Tools transform an LLM from a text generator into an agent that can act on the world. By giving models access to well-defined functions --- APIs, code interpreters, search engines, file systems --- you dramatically expand what they can accomplish. Anthropic’s research emphasizes that tool design is one of the highest-leverage investments you can make in an agentic system.
How Agents Use Tools
An agent follows a loop: it reasons about what to do next, selects and invokes a tool with specific arguments, observes the result, and then reasons again. This observe-think-act cycle continues until the task is complete or the agent decides no further tool calls are needed.

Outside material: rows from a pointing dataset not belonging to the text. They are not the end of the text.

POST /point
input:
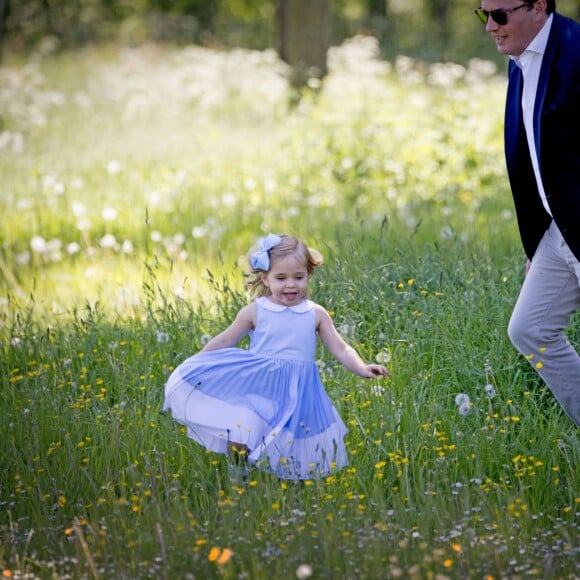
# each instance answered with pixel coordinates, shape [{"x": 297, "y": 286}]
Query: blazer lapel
[
  {"x": 513, "y": 116},
  {"x": 547, "y": 61}
]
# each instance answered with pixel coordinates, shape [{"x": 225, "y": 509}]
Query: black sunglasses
[{"x": 499, "y": 16}]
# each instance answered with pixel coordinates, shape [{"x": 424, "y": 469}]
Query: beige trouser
[{"x": 547, "y": 302}]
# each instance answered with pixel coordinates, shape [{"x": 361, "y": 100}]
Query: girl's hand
[{"x": 372, "y": 370}]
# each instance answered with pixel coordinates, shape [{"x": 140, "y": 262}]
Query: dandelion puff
[
  {"x": 108, "y": 241},
  {"x": 161, "y": 337},
  {"x": 383, "y": 357},
  {"x": 377, "y": 390},
  {"x": 304, "y": 571}
]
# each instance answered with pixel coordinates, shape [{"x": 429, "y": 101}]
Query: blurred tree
[{"x": 305, "y": 34}]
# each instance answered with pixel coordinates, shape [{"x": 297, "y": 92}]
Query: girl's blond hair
[{"x": 288, "y": 246}]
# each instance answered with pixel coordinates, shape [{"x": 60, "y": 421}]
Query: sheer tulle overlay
[{"x": 275, "y": 405}]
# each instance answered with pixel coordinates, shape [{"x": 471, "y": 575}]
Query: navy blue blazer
[{"x": 557, "y": 137}]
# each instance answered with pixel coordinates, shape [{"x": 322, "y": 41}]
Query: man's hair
[{"x": 550, "y": 5}]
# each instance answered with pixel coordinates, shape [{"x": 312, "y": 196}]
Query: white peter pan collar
[{"x": 304, "y": 306}]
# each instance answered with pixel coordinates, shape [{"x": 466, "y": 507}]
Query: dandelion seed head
[
  {"x": 304, "y": 571},
  {"x": 383, "y": 357},
  {"x": 161, "y": 337},
  {"x": 462, "y": 400}
]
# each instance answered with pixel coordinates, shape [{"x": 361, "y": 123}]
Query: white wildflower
[
  {"x": 304, "y": 571},
  {"x": 462, "y": 400}
]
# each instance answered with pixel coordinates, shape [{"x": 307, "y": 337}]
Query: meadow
[{"x": 133, "y": 181}]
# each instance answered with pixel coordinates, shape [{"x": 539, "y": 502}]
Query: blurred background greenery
[{"x": 433, "y": 30}]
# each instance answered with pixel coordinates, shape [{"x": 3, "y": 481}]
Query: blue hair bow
[{"x": 260, "y": 260}]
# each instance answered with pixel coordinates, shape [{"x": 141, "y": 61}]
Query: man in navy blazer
[{"x": 542, "y": 147}]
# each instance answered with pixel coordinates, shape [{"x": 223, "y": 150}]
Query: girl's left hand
[{"x": 374, "y": 370}]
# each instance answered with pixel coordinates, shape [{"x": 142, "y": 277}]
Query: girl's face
[{"x": 287, "y": 280}]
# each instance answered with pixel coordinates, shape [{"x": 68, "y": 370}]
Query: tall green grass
[{"x": 133, "y": 182}]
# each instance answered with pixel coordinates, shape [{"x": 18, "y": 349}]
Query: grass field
[{"x": 132, "y": 182}]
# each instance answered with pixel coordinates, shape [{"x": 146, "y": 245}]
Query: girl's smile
[{"x": 287, "y": 280}]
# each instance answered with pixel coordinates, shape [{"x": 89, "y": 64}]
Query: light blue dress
[{"x": 269, "y": 398}]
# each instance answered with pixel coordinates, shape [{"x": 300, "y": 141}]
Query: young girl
[{"x": 268, "y": 403}]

The model does not execute tools directly. Instead, it emits a structured tool-call request (typically a function name and JSON arguments), and the host application executes the call and returns the result. This separation keeps execution under the application’s control.
Tool Design Principles
Well-designed tools make agents significantly more reliable. Poor tool design is one of the most common sources of agent failure.
- Keep tools focused. Each tool should do one thing well. Prefer
search_customers(query)over a multi-purposedatabase_operation(action, table, query, ...)function. - Use clear, descriptive names. The model selects tools largely based on their names and descriptions.
get_weather_forecastis far better thanapi_call_3. - Document parameters thoroughly. Include types, constraints, valid ranges, and examples in the parameter descriptions. The model reads these descriptions to decide how to fill in arguments.
- Return structured, minimal output. Give the agent what it needs to reason about the result without flooding the context window. Summarize large payloads when possible.
- Handle errors gracefully. Return clear error messages that help the model recover, rather than raw stack traces or empty responses.
Common Tool Categories
| Category | Examples |
|---|---|
| Information retrieval | Web search, database queries, RAG lookups, API reads |
| Code execution | Sandboxed interpreters, shell commands, notebook runners |
| File operations | Read, write, list, and transform files |
| Communication | Send emails, post messages, create tickets |
| External services | Payment processing, deployment triggers, third-party APIs |
Investing in Your Tool Layer
Anthropic notes that many teams underinvest in tool quality. Spending time on clear documentation, helpful error messages, and thoughtful argument schemas often yields greater reliability improvements than prompt engineering alone. Think of tools as the API surface your agent consumes --- the same design principles that make a good developer API apply here.